Privat Antoine Théodore Livemont (1861 - 1936) was a Belgian Symbolist painter and Art Nouveau decorator who sometimes worked under the name T. Privat-Livemont.[1]
Livemont was born in Schaerbeek, Brussels, on 9 October 1861, to Henri Livemont and Marie Catherine Richard. From the age of 13 he studied drawing at the academy of Saint-Josse-ten-Noode under Louis Hendrickx.[2] He graduated at the top of his class in 1883 and was awarded a government bursary to spend time in Paris, where he remained 1883–1889, working and studying in the studios of Lemaire (for the interior decoration of the Hôtel de Ville), and of Lavastre and Duvignaud (painting stage sets for the Opéra Garnier and the Comédie Française). He exhibited in the Paris Salon in 1886 and 1887.
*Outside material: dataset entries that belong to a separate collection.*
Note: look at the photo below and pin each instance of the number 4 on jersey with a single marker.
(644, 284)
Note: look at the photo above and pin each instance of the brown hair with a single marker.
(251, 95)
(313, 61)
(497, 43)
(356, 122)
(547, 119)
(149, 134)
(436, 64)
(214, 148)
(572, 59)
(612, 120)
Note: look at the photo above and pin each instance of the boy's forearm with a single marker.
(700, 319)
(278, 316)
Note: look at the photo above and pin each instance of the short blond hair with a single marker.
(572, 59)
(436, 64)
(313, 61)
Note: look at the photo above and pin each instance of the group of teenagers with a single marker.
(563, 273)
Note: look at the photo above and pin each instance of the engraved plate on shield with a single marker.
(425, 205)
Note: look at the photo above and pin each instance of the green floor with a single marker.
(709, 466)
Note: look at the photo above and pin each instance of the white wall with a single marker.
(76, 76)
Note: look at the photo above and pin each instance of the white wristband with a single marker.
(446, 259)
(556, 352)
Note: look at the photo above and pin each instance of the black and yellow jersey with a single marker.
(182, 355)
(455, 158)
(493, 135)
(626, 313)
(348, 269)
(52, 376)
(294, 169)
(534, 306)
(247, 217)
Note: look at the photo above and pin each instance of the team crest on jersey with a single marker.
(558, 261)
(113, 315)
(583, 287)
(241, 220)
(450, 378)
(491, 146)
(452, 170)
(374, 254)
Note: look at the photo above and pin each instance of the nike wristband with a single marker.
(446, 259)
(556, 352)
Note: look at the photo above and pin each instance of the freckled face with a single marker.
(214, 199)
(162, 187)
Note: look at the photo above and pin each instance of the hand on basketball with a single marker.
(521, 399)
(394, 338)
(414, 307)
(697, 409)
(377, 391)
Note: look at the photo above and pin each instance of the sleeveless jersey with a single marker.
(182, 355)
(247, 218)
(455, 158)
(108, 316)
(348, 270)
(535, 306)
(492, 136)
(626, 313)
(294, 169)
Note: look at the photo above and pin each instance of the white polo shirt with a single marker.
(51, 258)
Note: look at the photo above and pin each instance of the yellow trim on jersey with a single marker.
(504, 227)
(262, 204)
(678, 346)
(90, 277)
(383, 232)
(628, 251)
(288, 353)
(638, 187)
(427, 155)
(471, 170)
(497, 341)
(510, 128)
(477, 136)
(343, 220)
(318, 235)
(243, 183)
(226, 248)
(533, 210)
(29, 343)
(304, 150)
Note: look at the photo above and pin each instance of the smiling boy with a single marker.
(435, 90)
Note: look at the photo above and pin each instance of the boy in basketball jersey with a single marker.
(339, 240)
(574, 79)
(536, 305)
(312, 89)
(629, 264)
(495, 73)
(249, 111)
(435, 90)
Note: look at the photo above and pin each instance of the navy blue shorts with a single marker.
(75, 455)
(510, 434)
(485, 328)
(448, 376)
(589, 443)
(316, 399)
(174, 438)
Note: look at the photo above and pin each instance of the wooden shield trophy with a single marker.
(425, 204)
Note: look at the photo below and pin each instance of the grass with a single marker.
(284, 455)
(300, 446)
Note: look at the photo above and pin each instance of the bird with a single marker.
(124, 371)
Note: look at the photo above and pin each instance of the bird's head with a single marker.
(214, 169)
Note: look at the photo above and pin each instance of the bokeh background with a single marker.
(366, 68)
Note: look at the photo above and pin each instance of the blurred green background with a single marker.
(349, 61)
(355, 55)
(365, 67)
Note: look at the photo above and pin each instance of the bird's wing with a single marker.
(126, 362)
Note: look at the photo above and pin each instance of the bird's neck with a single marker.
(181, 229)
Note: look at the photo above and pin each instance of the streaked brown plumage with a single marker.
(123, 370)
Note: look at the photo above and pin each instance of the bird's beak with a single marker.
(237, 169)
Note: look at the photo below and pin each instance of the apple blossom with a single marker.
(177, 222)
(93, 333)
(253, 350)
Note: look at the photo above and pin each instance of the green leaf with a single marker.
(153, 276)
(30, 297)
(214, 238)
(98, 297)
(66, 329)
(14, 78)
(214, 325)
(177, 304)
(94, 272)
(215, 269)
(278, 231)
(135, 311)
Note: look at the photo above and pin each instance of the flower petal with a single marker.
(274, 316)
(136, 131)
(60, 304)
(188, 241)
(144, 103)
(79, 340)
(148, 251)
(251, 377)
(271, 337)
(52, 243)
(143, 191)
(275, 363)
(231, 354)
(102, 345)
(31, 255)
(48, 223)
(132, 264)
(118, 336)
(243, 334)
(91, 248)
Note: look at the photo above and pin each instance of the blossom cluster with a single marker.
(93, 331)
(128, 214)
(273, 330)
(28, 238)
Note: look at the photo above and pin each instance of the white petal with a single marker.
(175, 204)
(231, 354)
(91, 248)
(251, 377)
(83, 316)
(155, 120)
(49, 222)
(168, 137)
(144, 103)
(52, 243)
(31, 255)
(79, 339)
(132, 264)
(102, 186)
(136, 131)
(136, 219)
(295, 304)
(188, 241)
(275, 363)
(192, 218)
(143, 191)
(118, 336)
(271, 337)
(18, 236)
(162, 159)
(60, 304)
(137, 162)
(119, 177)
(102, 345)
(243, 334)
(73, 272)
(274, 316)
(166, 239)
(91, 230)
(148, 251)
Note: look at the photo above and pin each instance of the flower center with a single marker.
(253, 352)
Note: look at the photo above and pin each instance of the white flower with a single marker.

On 23 July 1889 he married Madeleine Brown, and shortly after marriage returned to Schaarbeek to work as a painter and interior designer, establishing his own studio in 1890. During this period he also produced a number of portraits. From 1891 he was also a professor of drawing and ornamental design at the industrial design school in Schaarbeek, teaching alongside Adolphe Crespin, Paul Hankar and Paul Saintenoy. From 1893 to 1902 he painted a number of grand ceilings in theatres, commercial premises, and Ostend casino, most of which have subsequently been lost. He was regarded as a Symbolist,[3] but became better known for his posters in Art Nouveau style, most famously that for the Brussels International Exposition (1897).[4] Two of his posters, for Absinthe Robette and the Casino de Cabourg, were published in Les Maîtres de l'Affiche. Between 1900 and 1921 he painted a number of murals for public buildings, mostly in and around Brussels but including the provincial government house for Limburg in Hasselt. During the First World War he produced a series of caricatures of German occupiers. He retired from teaching in 1934, and died on 4 October 1936.
From March 2023 to January 2024, an exhibition of Livemont's posters was held at the Autrique House in Brussels.[5]